Jane Hippisley, subsequently Mrs. Green (1719-1791), was a British actress.

==Life==
She was born in 1719. She was the daughter of John Hippisley and his wife. She was the sister of Elizabeth Hippisley (-1766) who was a minor actress.

Jane made her first appearance at her father John Hippisley's benefit at Covent Garden Theatre on 18 March 1735 as Cherry in The Stratagem. She was David Garrick's Ophelia in his first season at Goodman's Fields; as Miss Hippisley, the original Kitty Pry in the Lying Valet; Biddy in Miss in Her Teens; and as Mrs. Green, which name she took in 1747–1748, was the first Mrs. Malaprop. It is suggested that she took the name of Mrs. Green to conceal the illegitimate birth of a son. Samuel Cautherley is thought to be her child as the result of a liaison with Garrick. Samuel probably was born in 1747.

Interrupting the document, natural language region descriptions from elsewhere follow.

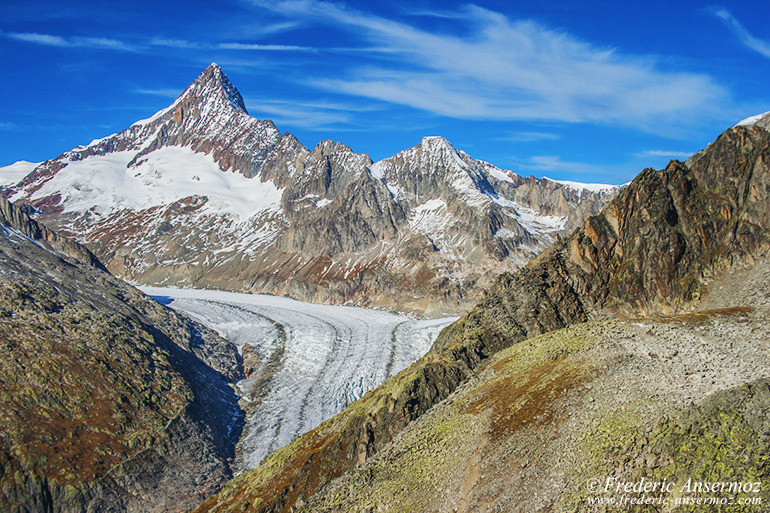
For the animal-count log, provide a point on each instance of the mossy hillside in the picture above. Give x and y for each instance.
(641, 255)
(80, 390)
(444, 449)
(106, 398)
(724, 439)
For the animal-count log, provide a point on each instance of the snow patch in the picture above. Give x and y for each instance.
(14, 173)
(106, 183)
(753, 120)
(580, 186)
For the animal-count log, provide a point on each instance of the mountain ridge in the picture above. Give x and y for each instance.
(109, 401)
(542, 334)
(429, 223)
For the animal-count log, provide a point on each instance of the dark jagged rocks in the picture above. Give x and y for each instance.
(108, 401)
(424, 230)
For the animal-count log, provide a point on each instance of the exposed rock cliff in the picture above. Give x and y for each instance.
(108, 401)
(655, 248)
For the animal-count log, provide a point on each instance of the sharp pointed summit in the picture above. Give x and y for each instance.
(213, 90)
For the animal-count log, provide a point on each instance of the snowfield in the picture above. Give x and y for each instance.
(314, 360)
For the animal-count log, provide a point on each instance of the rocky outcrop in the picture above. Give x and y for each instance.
(654, 249)
(202, 194)
(551, 421)
(108, 401)
(16, 219)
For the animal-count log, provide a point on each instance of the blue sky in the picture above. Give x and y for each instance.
(577, 90)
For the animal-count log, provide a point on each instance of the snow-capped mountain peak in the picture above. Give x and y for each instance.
(204, 194)
(760, 120)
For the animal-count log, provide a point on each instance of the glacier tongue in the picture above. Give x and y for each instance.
(314, 360)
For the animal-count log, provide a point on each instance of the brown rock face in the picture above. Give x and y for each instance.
(425, 230)
(108, 401)
(653, 249)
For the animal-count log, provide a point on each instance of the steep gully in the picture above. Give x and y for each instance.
(310, 361)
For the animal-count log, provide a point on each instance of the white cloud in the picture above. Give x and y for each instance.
(251, 46)
(553, 164)
(300, 114)
(529, 137)
(507, 69)
(166, 93)
(758, 45)
(73, 42)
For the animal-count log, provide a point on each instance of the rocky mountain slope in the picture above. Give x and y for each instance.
(607, 399)
(204, 195)
(108, 401)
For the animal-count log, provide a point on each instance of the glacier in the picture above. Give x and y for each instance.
(313, 360)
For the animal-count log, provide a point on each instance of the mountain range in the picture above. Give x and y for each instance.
(108, 400)
(204, 195)
(623, 337)
(636, 347)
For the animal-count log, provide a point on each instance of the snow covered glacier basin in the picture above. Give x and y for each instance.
(313, 360)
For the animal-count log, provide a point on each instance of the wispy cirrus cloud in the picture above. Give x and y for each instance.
(71, 42)
(503, 69)
(679, 155)
(760, 46)
(142, 45)
(529, 137)
(262, 47)
(300, 114)
(554, 164)
(165, 93)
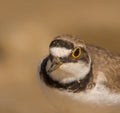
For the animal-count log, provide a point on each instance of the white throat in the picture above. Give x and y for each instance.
(69, 72)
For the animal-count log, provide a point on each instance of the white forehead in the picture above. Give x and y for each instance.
(60, 51)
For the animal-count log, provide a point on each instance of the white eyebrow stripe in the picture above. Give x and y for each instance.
(60, 52)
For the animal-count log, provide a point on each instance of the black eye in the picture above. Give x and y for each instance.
(76, 53)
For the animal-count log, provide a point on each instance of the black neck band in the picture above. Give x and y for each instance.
(75, 86)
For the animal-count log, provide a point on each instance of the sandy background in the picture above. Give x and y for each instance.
(26, 29)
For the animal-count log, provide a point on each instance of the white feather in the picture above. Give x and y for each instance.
(68, 72)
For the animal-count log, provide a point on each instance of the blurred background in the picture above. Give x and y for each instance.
(26, 29)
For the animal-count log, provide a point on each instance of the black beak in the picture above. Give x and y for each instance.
(56, 63)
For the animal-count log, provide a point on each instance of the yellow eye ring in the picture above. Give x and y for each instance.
(76, 53)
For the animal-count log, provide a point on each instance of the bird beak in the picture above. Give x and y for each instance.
(56, 63)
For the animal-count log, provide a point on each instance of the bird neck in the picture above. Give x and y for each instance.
(74, 86)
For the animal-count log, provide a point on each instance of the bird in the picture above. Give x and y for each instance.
(79, 77)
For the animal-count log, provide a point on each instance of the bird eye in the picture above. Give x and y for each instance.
(76, 53)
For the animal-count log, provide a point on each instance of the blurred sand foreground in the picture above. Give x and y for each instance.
(25, 33)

Among her characters were Miss Prue, Anne Page, Perdita, Ophelia, Miss Hoyden, Nerissa, Æmilia, Doll Tearsheet, Duenna, and Mrs. Hardcastle. She played in Dublin in 1751–1752, and probably in 1753–1754, and acted the Irish Widow at Bristol as late as 4 July 1781. Behind Mrs. Clive, she would have been the best representative on the stage of old ladies and abigails. Her farewell of the London stage took place 26 May 1780 as Mrs. Hardcastle. She died at her home at Jacob's Well, Bristol in the winter of 1791.

There is a painting of her and another of her father. created by John Hippisley Green.